Who killed the liberal arts?

What would you think of someone who told you that she had spent three or four years working at the same job and, although she had had to make decisions every day in the course of her employment, she had never thought about the job she was doing? My guess is that many, if not most, final-year undergrads would fail a test that unexpectedly presented the question ‘what is an education in the humanities for?’ As world economies contract and many education budgets with them, there has been a lot of discussion of this recently and perhaps this is a peculiarly relevant question at Groningen as the 400 year lustrum nears (it would surely be inappropriate to exhort any undergraduate to consider a question after four years that an institution failed to address after four centuries). Here’s another contribution to this debate, expressed not uncontroversially (I raised an eyebrow when I saw , ‘At the University of Chicago I read many books, none of them trivial, for the school in those years did not allow the work of second- or third-rate writers into its curriculum. Kurt Vonnegut, Toni Morrison, Jack Kerouac, Adrienne Rich, or their equivalents of that day, did not come close to making the cut.’)

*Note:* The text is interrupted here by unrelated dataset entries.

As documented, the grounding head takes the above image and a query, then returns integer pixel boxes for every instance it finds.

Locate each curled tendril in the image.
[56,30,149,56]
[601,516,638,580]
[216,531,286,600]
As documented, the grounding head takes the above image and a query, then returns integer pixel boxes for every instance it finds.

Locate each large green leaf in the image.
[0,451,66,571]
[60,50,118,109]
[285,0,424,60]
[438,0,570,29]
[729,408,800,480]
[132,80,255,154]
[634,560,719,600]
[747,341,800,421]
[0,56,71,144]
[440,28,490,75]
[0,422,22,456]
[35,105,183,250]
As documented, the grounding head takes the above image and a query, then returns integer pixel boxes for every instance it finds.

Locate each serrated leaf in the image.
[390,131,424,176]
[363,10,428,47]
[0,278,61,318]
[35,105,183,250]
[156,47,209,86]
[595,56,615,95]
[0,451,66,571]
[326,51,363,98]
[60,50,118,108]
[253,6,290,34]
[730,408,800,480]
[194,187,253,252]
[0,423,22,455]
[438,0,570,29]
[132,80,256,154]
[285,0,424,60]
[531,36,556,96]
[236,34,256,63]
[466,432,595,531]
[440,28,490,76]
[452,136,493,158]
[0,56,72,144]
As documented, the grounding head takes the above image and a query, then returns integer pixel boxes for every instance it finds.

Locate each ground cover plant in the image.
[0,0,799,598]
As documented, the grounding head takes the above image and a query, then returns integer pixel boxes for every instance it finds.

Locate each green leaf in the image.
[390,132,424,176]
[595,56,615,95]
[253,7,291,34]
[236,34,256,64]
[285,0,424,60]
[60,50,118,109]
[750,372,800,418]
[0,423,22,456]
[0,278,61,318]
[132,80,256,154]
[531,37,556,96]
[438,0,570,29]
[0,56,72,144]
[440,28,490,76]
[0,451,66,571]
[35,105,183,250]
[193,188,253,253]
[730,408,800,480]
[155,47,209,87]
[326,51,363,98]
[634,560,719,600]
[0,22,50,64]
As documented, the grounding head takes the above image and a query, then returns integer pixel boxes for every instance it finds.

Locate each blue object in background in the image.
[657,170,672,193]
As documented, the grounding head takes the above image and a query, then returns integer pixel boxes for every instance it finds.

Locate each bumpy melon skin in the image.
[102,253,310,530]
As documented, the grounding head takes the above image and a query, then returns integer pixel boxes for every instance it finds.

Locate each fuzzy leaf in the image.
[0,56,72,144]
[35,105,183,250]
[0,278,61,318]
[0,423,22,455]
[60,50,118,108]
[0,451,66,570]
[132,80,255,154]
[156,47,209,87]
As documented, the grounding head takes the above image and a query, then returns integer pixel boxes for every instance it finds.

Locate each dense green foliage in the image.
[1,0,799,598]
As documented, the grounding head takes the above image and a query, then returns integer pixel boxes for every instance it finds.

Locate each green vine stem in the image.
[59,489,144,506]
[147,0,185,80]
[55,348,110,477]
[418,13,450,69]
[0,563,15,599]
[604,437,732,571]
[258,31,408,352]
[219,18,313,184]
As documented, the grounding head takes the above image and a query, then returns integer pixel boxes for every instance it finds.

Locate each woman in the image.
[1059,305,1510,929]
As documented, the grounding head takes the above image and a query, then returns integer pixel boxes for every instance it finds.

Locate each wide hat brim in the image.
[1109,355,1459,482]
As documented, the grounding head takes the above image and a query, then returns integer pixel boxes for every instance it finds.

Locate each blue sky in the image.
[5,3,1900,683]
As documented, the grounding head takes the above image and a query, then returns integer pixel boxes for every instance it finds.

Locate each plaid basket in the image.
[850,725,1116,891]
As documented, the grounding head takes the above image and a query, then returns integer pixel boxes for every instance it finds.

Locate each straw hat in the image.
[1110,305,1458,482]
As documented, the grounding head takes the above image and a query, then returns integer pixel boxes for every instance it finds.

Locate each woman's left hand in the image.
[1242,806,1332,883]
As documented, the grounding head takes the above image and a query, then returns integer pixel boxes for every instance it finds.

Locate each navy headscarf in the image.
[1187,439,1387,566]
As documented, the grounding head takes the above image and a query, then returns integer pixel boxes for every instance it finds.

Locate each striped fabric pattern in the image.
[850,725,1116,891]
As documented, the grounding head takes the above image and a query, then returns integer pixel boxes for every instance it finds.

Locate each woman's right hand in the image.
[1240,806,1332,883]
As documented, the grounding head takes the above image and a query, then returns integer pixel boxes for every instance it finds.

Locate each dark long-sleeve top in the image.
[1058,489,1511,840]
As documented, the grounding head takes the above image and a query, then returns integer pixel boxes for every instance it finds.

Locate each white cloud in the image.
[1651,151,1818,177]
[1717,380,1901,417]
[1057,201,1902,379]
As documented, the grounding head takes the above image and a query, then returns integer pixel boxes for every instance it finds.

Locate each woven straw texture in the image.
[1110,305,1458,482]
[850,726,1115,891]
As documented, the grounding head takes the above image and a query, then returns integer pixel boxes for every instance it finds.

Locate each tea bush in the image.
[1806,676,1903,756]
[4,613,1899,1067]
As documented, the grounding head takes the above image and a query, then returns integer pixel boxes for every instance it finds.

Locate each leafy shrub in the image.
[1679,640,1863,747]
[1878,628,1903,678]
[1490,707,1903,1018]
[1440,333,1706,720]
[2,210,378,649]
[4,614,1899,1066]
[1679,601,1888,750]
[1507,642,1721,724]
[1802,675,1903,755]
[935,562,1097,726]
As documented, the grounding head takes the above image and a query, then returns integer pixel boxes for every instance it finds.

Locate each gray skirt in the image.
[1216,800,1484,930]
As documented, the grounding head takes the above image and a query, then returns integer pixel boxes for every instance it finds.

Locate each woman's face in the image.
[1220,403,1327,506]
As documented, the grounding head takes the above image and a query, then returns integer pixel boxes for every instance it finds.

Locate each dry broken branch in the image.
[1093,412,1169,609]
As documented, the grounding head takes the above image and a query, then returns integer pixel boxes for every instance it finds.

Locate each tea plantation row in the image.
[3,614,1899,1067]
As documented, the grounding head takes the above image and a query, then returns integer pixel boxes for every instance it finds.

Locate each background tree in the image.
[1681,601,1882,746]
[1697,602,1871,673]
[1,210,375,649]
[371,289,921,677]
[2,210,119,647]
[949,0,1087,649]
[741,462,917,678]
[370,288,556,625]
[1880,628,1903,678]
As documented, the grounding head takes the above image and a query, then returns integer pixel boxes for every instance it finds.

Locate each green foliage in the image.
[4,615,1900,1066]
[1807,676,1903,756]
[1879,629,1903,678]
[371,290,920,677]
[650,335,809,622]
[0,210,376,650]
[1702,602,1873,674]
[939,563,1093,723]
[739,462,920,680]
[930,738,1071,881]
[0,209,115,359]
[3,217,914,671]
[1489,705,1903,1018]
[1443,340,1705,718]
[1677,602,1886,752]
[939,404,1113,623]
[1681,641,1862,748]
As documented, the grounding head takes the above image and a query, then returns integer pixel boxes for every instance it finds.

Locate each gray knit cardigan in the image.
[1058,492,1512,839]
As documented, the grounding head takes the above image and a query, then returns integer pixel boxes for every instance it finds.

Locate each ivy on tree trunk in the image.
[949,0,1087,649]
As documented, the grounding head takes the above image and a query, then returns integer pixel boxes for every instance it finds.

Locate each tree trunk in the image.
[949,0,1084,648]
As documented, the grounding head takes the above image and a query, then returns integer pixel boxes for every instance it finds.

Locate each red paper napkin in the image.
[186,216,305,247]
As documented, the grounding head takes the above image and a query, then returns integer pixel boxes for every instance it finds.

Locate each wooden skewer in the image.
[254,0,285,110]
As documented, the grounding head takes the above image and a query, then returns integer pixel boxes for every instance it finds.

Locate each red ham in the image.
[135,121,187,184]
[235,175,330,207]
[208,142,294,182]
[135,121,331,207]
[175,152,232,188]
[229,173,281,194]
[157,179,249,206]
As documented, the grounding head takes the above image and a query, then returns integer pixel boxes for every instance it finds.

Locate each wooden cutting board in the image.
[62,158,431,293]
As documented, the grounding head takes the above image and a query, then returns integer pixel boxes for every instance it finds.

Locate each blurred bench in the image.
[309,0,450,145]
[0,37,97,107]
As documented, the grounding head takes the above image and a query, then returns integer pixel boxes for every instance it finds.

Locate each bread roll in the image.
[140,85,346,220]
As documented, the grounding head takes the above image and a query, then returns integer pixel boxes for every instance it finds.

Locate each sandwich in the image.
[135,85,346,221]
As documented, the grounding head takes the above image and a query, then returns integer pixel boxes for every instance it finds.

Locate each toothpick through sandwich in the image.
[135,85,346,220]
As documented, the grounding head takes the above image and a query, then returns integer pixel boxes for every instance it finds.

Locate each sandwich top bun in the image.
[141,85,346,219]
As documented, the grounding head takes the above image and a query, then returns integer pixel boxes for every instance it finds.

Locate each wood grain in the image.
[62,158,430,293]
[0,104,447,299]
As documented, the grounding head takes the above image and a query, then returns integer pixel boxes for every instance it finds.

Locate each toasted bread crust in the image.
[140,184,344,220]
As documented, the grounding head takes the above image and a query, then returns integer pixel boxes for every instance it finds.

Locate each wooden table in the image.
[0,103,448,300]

http://www.weeklystandard.com/articles/who-killed-liberal-arts_652007.html?nopager=1

I hadn’t known that Hawthorne had written: ‘It contributes greatly to a man’s moral and intellectual health, to be brought into habits of companionship with individuals unlike himself, who care little for his pursuits, and whose sphere and abilities he must go out of himself to appreciate.’ This reminds me that the good news is that some things a university education does are almost independent of systems, syllabi, lecturers and funding.